Enterprise-scale SecOps: Azure architecture
How to deploy a well-architected security toolkit in Azure?
Many Azure professionals are familiar with the Cloud Adoption Framework (CAF) and it’s reference model for an enterprise-scale architecture.
CAF contains best practices, documentation, and tools to help organisations deploy services to Azure cloud.
In this article I start to investigate how this model works for the Security Operations toolkit, including Microsoft Sentinel.
Overview of the architecture
Cloud Adoption Framework introduces the concept of Landing Zones. An Azure Landing Zone is the output of a multi-subscription Azure environment - an individual segment that hosts a specific app or service.
There are two types of landing zones:
Platform landing zones: Centralized services, often operated by a central team, or a number of central teams split by function.
Application landing zones: One or more subscriptions deployed as an environment for an application or workload.
The conceptual enterprise-scale architecture suggests an organization hierarchy for individual Landing Zones, using Azure management objects such as Management Groups and Subscriptions.
Below you can see the default suggested enterprise-scale architecture reference.
What about security resources?
As you can see from the reference architecture, there is no clear place for our SecOps toolkit. There is no “security Landing Zone”, Sentinel and related Azure resources are not mentioned at all.
The usual assumption here is that security services that require Azure resources belong in a Platform landing zone, usually a shared Management subscription which also hosts other organization-wide IT operations resources.
As a result, we would likely end up with the following architecture:
For deploying Sentinel and related resources such as Logic App playbooks, this is a pretty straightforward option, as we use an existing subscription and governance practices such as IAM and Azure Policies.

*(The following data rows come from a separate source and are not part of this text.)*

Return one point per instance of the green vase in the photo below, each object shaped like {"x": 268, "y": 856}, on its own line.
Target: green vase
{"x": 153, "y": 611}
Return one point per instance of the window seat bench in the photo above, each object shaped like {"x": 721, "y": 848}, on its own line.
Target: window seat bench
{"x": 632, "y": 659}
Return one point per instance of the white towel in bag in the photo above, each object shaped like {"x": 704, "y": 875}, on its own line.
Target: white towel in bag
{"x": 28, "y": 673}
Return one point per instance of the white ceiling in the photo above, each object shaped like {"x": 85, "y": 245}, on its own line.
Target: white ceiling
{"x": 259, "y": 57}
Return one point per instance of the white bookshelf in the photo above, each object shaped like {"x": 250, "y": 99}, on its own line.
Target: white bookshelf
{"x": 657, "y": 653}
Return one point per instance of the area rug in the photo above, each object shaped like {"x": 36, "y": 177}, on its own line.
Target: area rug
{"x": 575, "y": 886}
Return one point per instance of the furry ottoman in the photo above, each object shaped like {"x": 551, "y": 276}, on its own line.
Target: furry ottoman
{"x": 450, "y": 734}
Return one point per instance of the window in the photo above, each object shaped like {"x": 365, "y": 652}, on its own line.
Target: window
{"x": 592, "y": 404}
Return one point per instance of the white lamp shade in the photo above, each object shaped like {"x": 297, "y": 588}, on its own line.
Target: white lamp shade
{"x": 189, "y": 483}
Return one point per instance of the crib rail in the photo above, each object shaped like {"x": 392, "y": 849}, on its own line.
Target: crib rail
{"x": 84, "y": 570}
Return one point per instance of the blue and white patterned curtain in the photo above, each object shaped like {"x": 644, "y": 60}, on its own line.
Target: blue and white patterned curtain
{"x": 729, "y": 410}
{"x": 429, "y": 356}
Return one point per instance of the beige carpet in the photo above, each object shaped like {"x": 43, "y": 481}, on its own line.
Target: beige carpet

We mainly need to make the choice of either using an existing Log Analytics workspace shared with IT operations, or going for the Segregate operational and security data model with a separate security workspace in the management subscription.
There are a few issues in this model that needs awareness, that may or may not direct us to other architecture choices:
Least-privilege is difficult to implement, as access controls are inherited from the Platform level and shared with other resources in the subscription.
Azure Policies may be difficult to scope and target properly for the security resources.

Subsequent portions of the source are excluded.